Dear Southern Baptists,

Your representatives at the Southern Baptist Convention in 2011 made some rather hasty resolutions regarding the 2011 revision of the NIV. However I fear that these leaders are somewhat confused about language and semantics and have muddled the situation for the larger Southern Baptist movement.

The SBC messengers claim that the updated version "alters the meaning of hundreds of verses, most significantly by erasing gender-specific details which appear in the original language." However, it was the policy of the NIV translators to make changes only where there were no gender-specific details - that is when the source text was using generic third-person pronouns.
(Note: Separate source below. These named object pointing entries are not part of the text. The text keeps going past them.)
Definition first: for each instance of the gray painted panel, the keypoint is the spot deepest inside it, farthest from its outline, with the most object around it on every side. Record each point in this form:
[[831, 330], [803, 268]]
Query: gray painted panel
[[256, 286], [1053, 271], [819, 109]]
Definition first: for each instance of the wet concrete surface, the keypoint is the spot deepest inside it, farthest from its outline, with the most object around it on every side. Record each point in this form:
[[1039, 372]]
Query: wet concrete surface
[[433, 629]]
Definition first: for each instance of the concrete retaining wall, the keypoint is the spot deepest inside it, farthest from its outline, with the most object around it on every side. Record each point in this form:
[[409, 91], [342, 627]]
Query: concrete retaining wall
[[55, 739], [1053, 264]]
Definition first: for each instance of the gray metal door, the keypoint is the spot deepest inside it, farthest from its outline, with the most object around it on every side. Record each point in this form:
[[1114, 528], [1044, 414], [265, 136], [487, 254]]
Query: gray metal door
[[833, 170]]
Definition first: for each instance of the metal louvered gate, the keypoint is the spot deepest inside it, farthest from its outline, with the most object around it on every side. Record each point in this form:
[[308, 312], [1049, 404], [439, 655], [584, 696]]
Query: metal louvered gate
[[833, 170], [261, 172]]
By convention both the Hebrew and Greek languages defaulted to masculine pronouns when such a generic (non-gender-specific) pronoun was needed. This was also the case with English, so our translations of the Bible followed this convention: using "he" when the pronoun could represent a man or a woman. For example, Romans 8:9b:

And if anyone does not have the Spirit of Christ, he does not belong to Christ.

However, the substitution of "they" for "he" as a generic pronoun is now part of common spoken English. The new form has the exact same meaning as the traditional masculine generic singular, and therefore its use in modern English translation is not inaccurate but instead is up-to-date vernacular. You will likely notice yourself using this construction in your own speech if you pay attention. You may even hear your pastor use "they" as a singular generic pronoun in a sermon.
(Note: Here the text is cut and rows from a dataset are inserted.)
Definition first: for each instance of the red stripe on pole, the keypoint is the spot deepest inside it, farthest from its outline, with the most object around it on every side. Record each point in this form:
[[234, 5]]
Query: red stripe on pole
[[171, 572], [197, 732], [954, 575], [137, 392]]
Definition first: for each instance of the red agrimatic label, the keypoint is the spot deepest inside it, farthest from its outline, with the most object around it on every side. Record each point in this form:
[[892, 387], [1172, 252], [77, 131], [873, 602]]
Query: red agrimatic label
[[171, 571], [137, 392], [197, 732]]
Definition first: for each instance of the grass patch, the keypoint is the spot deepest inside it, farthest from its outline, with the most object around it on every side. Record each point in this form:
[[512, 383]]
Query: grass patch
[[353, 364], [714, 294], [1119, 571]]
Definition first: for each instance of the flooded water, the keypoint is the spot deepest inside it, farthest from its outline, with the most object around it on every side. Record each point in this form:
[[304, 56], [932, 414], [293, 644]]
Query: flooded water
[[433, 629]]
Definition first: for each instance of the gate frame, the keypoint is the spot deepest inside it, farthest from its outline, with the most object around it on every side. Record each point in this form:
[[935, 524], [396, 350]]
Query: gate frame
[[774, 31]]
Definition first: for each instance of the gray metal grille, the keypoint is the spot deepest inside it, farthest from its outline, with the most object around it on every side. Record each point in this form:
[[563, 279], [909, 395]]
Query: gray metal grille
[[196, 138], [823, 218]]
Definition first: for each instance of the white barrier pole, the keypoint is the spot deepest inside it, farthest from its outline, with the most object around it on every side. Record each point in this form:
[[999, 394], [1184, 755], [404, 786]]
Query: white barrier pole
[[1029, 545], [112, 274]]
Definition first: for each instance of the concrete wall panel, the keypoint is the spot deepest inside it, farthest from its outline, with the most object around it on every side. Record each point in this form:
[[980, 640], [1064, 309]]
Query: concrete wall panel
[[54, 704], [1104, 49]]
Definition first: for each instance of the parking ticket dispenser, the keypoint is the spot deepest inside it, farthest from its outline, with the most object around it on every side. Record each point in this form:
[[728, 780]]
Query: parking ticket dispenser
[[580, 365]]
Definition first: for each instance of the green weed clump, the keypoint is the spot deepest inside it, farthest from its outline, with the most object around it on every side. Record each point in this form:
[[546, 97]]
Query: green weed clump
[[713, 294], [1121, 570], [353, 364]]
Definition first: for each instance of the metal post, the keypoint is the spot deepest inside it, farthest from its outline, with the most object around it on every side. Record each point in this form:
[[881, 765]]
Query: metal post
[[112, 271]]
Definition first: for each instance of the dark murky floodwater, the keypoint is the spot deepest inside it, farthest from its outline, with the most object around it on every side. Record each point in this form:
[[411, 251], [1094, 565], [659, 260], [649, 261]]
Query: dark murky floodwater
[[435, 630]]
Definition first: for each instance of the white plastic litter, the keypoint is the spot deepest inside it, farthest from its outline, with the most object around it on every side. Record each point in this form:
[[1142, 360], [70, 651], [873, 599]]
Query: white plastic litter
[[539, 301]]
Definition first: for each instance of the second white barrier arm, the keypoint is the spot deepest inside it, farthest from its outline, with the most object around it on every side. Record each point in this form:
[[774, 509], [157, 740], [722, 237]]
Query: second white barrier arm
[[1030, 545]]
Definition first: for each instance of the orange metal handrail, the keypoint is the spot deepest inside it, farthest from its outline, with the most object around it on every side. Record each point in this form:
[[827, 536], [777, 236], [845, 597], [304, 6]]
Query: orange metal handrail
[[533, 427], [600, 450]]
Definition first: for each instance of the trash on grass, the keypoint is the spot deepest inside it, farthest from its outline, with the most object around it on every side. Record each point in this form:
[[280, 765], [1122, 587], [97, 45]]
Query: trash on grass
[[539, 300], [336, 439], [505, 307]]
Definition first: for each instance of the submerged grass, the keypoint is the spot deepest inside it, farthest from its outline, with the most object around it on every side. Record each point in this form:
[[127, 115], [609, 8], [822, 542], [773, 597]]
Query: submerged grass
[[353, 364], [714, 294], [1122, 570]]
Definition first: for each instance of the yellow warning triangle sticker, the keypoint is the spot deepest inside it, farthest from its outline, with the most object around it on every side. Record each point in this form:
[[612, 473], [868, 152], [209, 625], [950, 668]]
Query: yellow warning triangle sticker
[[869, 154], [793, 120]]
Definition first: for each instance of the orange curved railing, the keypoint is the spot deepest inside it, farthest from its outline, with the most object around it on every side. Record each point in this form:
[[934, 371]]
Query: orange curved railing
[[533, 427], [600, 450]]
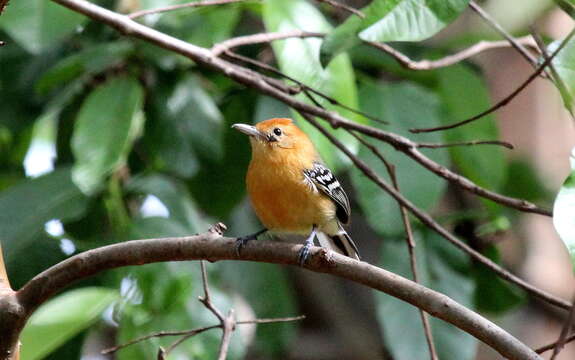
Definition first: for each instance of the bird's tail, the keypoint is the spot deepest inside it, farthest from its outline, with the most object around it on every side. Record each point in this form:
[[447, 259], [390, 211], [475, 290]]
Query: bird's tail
[[340, 242]]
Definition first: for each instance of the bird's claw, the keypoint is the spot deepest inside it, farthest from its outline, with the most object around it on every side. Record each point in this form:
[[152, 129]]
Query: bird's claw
[[241, 242], [303, 254]]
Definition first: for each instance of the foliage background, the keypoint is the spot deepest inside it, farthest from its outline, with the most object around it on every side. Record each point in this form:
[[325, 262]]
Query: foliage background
[[105, 139]]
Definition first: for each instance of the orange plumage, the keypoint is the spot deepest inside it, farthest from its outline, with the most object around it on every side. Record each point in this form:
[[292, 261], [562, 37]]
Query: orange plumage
[[290, 189]]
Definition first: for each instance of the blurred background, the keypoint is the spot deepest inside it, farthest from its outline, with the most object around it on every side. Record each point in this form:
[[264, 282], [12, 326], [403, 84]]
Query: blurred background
[[105, 139]]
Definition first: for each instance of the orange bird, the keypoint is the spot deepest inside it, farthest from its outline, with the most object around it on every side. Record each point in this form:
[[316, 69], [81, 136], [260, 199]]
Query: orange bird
[[292, 191]]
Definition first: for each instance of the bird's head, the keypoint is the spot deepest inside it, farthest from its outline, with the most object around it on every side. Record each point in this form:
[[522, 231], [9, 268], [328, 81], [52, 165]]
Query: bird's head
[[274, 134]]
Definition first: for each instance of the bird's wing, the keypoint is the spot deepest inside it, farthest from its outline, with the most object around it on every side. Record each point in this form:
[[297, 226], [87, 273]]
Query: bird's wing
[[321, 178]]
This is a change in form, not a change in meaning. The NIV 2011 translation committee has not produced an inaccurate translation nor made mock of the inspired nature of the scriptures. They merely endeavored to update the NIV to keep abreast of changes in the English language. Therefore the NIV 2011 is not to be shunned because of the use of these so-called "gender-neutral" idioms.

The good news for you Southern Baptists is that you are a rather free-wheeling bunch of protestants. Therefore you can reject this resolution of your Convention on the grounds that it is based on false information. You are free to buy and read and memorize the NIV 2011 whether or not LifeWay carries it. And you can write your pastor a letter of protest when he bashes this new revision from the pulpit. I commend all these actions (and more) to you, as I also commend to your use the 2011 revision of the NIV.

Kind Regards,

Nathan Smith

NIV revision: third time's a charm?

The NIV is getting an update, its first since 1984. This will actually be the third attempted update since then, with the first dying in its early stages in 1997, and the second, the TNIV, dying in a maelstrom of bad press and poor marketing. What ultimately killed both of these efforts was the gender-inclusive language debate, especially in the case of the TNIV.
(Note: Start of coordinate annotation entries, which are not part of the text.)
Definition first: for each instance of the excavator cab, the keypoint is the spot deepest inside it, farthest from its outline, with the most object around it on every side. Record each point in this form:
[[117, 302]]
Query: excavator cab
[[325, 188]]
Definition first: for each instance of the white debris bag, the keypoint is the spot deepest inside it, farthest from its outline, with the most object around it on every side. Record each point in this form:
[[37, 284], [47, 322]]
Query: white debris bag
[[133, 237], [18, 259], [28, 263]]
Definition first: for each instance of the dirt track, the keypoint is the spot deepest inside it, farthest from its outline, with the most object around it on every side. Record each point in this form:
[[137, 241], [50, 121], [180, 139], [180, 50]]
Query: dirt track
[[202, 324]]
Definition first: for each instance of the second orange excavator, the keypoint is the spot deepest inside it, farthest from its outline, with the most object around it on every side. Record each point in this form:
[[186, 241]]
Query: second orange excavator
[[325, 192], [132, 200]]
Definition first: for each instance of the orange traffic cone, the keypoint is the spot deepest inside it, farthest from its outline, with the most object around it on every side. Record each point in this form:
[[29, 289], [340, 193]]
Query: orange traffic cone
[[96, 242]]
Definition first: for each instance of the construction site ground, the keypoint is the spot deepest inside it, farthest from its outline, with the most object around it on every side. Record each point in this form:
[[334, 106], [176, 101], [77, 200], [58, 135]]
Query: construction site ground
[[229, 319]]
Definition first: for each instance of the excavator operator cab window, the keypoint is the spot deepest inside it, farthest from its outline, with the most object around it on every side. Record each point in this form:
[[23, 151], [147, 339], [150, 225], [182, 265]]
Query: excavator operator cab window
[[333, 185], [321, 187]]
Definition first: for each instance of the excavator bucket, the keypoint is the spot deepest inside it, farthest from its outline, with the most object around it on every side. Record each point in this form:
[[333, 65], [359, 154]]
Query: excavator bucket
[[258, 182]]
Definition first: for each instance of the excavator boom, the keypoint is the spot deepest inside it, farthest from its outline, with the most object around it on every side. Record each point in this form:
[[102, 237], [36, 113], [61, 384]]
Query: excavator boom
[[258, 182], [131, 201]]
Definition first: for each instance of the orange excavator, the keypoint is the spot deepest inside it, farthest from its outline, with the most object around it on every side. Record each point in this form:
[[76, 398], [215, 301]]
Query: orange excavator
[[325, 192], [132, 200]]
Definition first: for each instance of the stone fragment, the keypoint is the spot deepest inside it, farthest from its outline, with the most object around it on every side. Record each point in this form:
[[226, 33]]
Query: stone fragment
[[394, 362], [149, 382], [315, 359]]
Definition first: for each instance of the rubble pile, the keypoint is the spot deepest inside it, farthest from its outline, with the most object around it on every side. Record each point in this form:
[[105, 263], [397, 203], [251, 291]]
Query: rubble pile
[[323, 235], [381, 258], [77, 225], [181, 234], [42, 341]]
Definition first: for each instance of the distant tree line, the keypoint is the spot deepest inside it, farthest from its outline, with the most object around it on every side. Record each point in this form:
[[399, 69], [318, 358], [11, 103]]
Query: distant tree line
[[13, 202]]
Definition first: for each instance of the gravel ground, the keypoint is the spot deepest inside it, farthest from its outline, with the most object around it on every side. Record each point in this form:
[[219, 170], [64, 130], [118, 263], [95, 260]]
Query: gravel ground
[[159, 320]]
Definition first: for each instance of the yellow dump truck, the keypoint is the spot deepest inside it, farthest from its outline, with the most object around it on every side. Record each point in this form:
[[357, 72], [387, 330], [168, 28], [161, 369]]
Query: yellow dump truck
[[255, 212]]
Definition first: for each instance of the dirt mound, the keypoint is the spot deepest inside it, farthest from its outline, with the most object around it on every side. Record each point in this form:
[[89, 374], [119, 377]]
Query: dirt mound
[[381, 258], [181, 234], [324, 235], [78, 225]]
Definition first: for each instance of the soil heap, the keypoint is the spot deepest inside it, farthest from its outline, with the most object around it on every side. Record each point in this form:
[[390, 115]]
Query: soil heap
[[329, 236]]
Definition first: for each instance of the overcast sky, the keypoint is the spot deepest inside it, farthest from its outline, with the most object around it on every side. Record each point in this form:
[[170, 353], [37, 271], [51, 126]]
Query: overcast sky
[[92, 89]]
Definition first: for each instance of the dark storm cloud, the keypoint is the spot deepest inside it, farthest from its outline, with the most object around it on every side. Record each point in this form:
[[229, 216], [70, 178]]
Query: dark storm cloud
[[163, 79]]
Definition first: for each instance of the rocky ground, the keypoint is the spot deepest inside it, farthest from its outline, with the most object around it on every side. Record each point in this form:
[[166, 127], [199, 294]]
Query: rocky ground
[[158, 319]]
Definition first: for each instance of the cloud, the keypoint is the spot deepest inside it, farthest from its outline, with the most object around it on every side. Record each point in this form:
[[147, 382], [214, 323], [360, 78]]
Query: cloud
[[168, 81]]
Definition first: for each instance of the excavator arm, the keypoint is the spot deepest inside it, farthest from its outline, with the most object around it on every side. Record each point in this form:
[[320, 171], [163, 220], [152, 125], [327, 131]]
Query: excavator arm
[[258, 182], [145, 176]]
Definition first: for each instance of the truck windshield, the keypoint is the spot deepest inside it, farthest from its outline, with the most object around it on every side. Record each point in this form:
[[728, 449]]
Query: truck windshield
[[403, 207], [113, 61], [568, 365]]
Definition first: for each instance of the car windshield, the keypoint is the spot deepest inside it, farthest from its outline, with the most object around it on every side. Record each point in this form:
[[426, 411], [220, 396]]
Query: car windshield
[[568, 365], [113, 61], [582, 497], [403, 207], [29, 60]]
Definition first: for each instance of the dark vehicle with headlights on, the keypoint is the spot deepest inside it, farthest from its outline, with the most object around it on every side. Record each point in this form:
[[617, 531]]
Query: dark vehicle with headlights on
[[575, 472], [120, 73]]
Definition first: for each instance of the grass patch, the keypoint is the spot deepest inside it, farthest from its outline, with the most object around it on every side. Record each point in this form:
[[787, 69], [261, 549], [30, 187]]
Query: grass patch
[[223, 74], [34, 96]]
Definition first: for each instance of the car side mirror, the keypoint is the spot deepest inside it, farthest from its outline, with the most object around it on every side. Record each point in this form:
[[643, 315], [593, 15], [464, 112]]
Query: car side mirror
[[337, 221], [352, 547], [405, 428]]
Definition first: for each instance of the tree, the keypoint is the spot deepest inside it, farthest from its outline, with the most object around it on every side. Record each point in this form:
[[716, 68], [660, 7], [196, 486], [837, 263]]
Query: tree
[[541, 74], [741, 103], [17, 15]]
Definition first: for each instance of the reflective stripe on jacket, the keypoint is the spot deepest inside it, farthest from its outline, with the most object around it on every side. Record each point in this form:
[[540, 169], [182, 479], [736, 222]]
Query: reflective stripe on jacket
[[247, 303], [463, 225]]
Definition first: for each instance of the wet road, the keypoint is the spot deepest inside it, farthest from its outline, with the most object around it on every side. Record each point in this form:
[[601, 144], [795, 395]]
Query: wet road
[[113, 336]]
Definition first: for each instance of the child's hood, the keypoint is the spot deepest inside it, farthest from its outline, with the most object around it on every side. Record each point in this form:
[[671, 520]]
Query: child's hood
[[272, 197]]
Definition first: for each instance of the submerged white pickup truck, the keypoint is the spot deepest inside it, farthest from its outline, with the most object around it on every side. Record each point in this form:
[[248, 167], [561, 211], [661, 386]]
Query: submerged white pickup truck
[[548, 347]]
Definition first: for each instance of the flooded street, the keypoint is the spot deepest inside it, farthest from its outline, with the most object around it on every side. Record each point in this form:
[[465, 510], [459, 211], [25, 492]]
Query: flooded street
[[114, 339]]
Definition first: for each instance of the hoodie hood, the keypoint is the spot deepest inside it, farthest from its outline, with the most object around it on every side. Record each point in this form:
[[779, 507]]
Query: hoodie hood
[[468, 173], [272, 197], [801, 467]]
I am very interested to see how this new translation will come out with respect to gender-inclusivity. The NIV charter requires the translators to update the text as a reflection of developments in English. Once again, I have no empirical data on this, but gender-inclusivity idiom (e.g. the use of "they" as a singular pronoun of generic gender) appears to be dominant in much of the United States, if not the whole English-speaking world. The NIV translators seem to share this opinion, given that they have worked in accord with that assumption twice previously. So the question is: will they attempt again to market a gender-inclusive NIV, or will they shrink away from the controversial topic?